If other pro sports operated the way boxing does, the Phillies
, for example, might sit out the 1981 baseball season until the World Series rolls around and then, after, say, the Yankees or Royals
win the right to contend for the championship, decide to play the Detroit Tigers
instead.
J.D. LANCASTER
Clinton, Mich.
Sir:
The old boxing saying "Kill the body and the head will die" doesn't hold true in this case. It seems the "head" is dead already.
VINCENT J. CALGER
Cornwall
, N.Y.
Sir:
Time to clean up boxing again? When, pray tell, was it cleaned up before? Not in my lifetime, and I'm 73.
ED GARMAN
Akron
Sir:
Pat Putnam
's story on the WBC and WBA was dyn-o-mite. Keep up the fight, and maybe we'll have a sport that's truly boxing.
FRANK E. VISCO SR.
Cortland, N.Y.
TALKING IT UP
Sir:
Your piece on baseball chatter (Chatter, March 16) fascinated me. Times have changed on the sandlots, too. A couple of seasons ago, during one of the pickup softball games I played in on Sunday mornings, one of the fielders yelled, "Let's hear some chatter from the infield!"

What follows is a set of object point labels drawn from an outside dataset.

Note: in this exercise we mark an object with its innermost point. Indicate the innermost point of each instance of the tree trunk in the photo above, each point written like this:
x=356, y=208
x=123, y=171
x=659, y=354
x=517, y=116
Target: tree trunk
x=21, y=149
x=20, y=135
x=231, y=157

"Great," someone else replied. "Pick a topic."
Sic transit....
MIKE LEIDERMAN
Co-host, PM Magazine/ Chicago
Chicago
Sir:
Chatter is why I am now able to speak before large groups. Where else could a 9-year-old get training in talking to crowds of friends and foes but near second base, standing with hands on knees? Thanks for the memories. They made turning 30 last week a lot easier.
JOHN B. FRITSCHNER
Director of Recreation and Parks
Ashland
, Ky.
Sir:
Wrong! "Hum Babe" does not mean to hum the fastball. Rather, it's merely today's version of a classic expression that is going through an evolutionary cycle—"Hum Babe" from "Horn Babe" from "Haum Babe" from "Maun Babe" from "C'maum Babe" from "C'mom Babe" from "C'mon Babe" from "Come on, Baby."